Eat: Seasonal recipes for June
I'm a big fan of eating seasonal, locally sourced food. In the UK we farm some amazing produce and this is my guide to the best eating and recipes for the month.
June is the first really good month of the soft fruit season, giving us the first beautiful strawberries, raspberries and gooseberries of the year. If you're feeling brave, you could also head out for some elderflower foraging!
We also see salad and vegetables that you can grow in your own garden in abundance, like peas, rocket, lettuce, courgette, spring onions and radishes.
Certain seafood are at their best, so think cod, mackerel, sardines, crab and lobster. New potatoes are wonderful and June is also the last month for UK-grown asparagus so get it while you can!
This is a Jamie Oliver recipe that I just love. I make it all year round but at this time of year when the potatoes are great and fresh peas are at their best, it's just fab.
It's easy to make with just a little prep and it scales well so it's perfect for serving large numbers of people. It also works really well served hot straight from the oven, warm or chilled.
I love eating this warm with mackerel, watercress and mayonnaise, or hot with chicken or lamb as a more Summery Sunday lunch. It also makes a really popular side for a barbecue - much better than a classic potato salad!
Asparagus and gruyere feuillettes
Asparagus is beautiful on it's own, with lemon or a poached eggs, but for me that feels more like a snack and creating these simple little parcels turns the asparagus into a meal.
They are easy to make than they look and they taste wonderful... although I adore anything with melted cheese in the middle of it!
I use gluten free puff pastry to make these and it works well.
I've always hated courgettes. I remember the watery, bland ratatouille of my youth. Not good.
Then I went to Greece and had the most incredible courgette gratin made with lemon and parmesan. This recipe is the nearest I've found to that experience, but I prefer to slice the courgette in long, thin strips.
Crab makes a delicious salad but this creamy tart is a great way to use crab differently when I'm bored of salad. It feels luxurious and decadent and is easy to prep ahead if you have friends coming round.
I buy a cooked, dressed crab and use gluten free pastry.
I am a big Prosecco fan and this jelly recipe is a great way to show off the flavours of June.

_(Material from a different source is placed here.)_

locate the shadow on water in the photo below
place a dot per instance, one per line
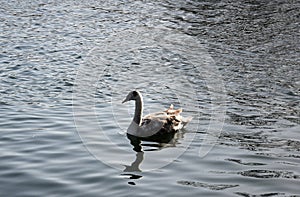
(154, 143)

The first time I attempted a jelly I remember thinking it would be difficult, but it's actually much easier than I thought and the joy of it is that it can be made a day or two ahead so if you're entertaining you know it's done and ready to go.
This is one of those desserts that is great at any time - make it in martini glasses for a push dinner party or in a terrine for a barbecue or Sunday lunch.
Flavour is everything with a dessert like this, though, so I always use the best organic fruit I can get my hands on.